Bases: TransformerMixin, OneToOneFeatureMixin, BaseEstimator

This transformer scales data using a generalized power of the standard deviation, as described by [1]. It acts as a bridge between Mean Centering (P=0) and Autoscaling (P=1).

Parameters:

p (float, default=0.5) – The exponent to use in the scaling. Must be a non-negative float between 0 and 1. - p=0.0: No scaling (Mean Centering only). - p=0.5: Standard Pareto Scaling. - p=1.0: Autoscaling (Unit Variance scaling).
with_mean (bool, default=True) – If True, center the data before scaling. If False, no centering is performed.
copy (bool, default=True) – If True, a copy of the input data will be made. If False, the input data will be modified in place.

Variables:

mean (np.ndarray of shape (n_features,)) – The mean value for each feature, calculated during fitting.
scale (np.ndarray of shape (n_features,)) – The scale factor for each feature, calculated as the standard deviation raised to the power of p.
n_features_in (int) – The number of features in the input data.

References

Examples

>>> from chemotools.datasets import load_fermentation_train
>>> from chemotools.scale import ParetoScaler
>>> # Load sample data
>>> X, _ = load_fermentation_train()
>>> scaler = ParetoScaler(p=0.3)
ParetoScaler(p=0.3)
>>> # Fit and transform the data
>>> X_scaled = scaler.fit_transform(X)

Notes

In spectroscopic applications, standard Pareto scaling (\(P=0.5\)) is often used to reduce the dominance of large peaks (e.g., solvent or high-abundance metabolites) without inflating baseline noise as severely as autoscaling.

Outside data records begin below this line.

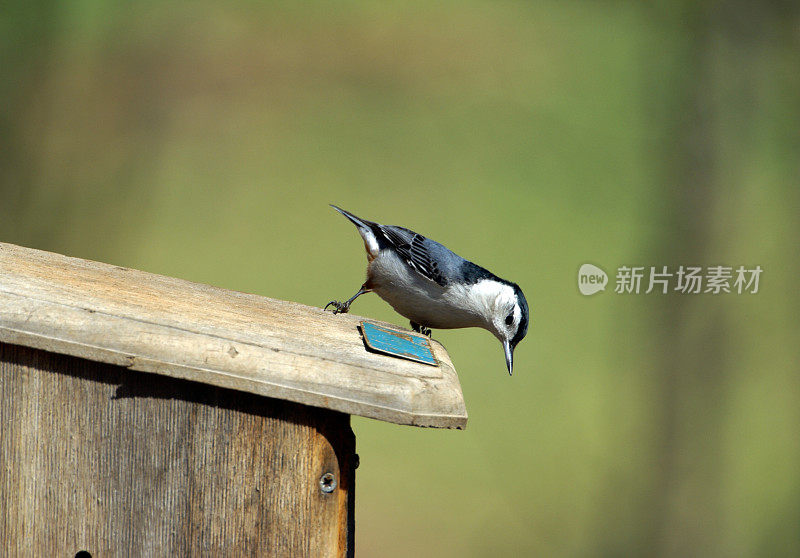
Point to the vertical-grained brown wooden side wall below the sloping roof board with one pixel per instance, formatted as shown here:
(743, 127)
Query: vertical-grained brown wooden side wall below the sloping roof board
(119, 463)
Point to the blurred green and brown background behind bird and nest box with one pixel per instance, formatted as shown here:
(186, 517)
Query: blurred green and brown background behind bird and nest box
(204, 140)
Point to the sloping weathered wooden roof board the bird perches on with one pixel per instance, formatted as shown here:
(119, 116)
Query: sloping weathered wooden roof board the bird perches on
(177, 328)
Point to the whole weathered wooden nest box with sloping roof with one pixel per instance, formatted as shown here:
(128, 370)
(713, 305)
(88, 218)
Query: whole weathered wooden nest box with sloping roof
(147, 415)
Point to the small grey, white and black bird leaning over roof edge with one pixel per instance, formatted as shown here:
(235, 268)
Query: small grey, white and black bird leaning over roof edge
(435, 288)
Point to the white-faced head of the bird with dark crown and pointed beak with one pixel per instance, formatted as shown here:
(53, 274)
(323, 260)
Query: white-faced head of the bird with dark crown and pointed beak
(508, 317)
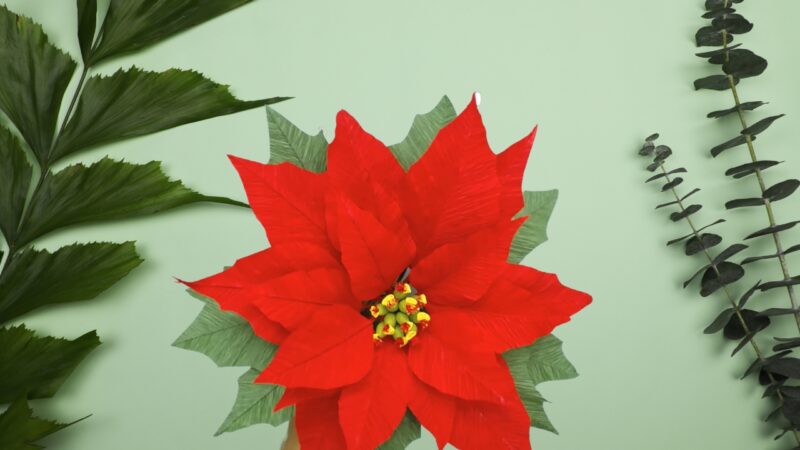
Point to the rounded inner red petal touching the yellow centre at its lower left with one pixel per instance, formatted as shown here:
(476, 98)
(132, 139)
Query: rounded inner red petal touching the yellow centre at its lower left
(333, 348)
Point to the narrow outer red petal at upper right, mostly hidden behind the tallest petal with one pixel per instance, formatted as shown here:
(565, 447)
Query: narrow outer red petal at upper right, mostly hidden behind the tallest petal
(510, 169)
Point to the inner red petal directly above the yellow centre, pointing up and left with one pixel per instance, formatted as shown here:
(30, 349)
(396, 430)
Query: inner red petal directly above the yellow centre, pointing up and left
(373, 254)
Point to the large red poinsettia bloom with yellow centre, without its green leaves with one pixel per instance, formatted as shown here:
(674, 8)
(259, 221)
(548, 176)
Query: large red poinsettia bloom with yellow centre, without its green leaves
(389, 290)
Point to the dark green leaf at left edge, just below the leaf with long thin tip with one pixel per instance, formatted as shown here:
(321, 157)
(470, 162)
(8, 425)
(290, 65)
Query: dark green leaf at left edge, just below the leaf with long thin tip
(76, 272)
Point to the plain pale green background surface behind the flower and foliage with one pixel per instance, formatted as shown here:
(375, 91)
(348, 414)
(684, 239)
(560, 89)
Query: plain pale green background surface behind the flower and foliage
(596, 76)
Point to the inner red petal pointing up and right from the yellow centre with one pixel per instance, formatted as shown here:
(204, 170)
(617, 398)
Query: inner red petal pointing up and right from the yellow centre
(462, 272)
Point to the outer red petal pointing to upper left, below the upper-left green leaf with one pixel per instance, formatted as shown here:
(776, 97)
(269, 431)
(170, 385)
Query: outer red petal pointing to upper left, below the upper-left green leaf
(287, 200)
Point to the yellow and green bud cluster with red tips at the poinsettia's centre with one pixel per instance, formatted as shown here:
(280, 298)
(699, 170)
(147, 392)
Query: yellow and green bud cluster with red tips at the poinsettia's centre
(399, 315)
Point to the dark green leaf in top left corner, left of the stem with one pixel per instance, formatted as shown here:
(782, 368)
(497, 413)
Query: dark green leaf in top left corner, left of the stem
(33, 77)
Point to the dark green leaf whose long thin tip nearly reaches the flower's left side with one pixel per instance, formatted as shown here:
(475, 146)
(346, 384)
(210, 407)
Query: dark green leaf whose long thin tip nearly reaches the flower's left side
(105, 190)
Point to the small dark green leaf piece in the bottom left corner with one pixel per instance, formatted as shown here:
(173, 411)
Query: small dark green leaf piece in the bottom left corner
(19, 429)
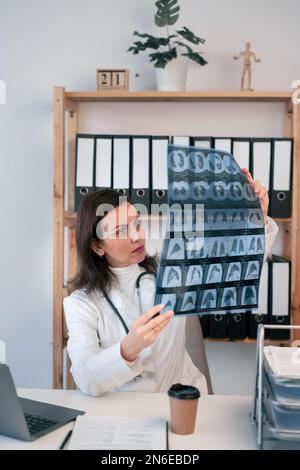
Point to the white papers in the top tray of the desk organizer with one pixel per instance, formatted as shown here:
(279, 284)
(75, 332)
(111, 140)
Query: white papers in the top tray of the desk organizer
(284, 362)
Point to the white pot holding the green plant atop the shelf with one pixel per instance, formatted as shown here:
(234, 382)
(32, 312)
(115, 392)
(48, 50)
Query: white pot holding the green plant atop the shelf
(173, 76)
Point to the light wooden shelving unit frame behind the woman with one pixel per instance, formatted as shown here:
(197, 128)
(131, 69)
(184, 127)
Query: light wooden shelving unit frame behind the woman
(66, 118)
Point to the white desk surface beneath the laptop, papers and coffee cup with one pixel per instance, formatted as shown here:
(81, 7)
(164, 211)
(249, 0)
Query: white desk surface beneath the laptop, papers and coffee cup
(222, 421)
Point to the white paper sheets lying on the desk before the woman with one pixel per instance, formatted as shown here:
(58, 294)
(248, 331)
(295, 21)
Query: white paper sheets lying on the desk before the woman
(102, 433)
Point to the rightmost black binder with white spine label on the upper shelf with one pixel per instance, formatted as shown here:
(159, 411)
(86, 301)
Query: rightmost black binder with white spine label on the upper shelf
(281, 178)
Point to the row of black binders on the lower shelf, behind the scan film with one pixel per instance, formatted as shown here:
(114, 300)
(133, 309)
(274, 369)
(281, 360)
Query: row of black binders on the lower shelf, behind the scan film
(273, 307)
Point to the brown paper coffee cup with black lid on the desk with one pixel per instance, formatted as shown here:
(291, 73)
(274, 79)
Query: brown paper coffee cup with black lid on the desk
(183, 408)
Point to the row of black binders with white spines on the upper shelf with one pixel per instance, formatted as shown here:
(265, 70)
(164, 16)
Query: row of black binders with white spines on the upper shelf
(136, 166)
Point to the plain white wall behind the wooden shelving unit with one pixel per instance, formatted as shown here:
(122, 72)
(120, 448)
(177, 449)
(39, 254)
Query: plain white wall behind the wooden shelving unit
(62, 42)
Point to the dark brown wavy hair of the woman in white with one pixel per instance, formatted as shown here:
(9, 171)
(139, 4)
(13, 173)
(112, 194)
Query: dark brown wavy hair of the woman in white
(93, 271)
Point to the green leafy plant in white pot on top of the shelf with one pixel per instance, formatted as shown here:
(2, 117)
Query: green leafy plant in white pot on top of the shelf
(171, 53)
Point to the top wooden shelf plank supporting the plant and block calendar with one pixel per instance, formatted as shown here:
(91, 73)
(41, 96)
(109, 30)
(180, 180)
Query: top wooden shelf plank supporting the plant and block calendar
(187, 96)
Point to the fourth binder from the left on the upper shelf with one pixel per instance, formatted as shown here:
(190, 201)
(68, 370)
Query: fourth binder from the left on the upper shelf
(140, 170)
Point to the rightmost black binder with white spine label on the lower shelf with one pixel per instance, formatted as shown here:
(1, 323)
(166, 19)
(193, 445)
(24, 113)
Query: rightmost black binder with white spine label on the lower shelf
(280, 298)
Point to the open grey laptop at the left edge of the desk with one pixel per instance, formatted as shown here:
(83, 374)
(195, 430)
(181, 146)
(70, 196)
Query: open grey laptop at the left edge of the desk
(28, 419)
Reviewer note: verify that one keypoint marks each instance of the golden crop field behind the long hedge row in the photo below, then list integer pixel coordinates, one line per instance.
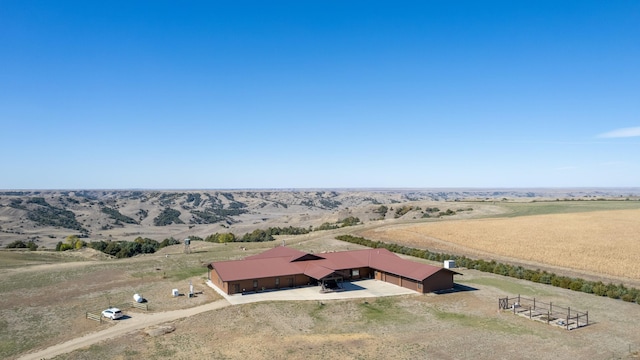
(603, 242)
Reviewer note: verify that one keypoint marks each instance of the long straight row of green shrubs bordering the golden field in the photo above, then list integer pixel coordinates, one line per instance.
(614, 291)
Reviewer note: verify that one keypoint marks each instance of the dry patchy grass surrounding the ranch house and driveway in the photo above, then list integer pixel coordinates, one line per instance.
(43, 299)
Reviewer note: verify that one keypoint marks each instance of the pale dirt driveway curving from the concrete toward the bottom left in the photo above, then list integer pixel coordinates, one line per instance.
(134, 323)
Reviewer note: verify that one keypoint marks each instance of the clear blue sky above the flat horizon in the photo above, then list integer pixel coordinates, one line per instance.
(319, 94)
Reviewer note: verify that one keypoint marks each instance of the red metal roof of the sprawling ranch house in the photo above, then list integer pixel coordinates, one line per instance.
(283, 261)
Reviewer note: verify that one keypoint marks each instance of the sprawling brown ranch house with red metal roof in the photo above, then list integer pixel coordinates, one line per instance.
(283, 267)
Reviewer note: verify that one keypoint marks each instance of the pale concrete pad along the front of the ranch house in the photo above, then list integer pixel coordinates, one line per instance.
(350, 290)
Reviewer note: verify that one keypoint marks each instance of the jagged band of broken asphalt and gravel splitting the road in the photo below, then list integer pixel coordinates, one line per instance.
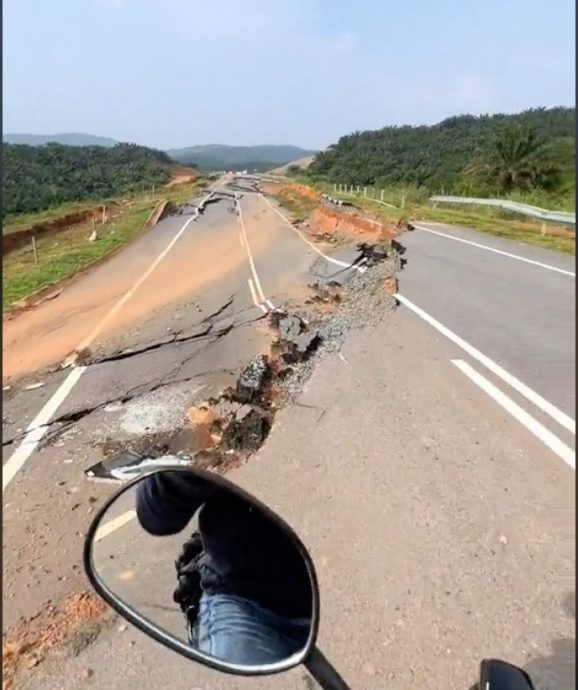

According to Varmuza & Filzmoser, \(P\) should be treated as a tunable hyperparameter. For datasets where relevant information is buried in low-intensity signals but the noise floor is high, an “Adjusted” \(P\) (e.g., 0.3 or 0.7) may provide a superior balance of signal-to-noise ratio and model interpretability compared to fixed Pareto scaling.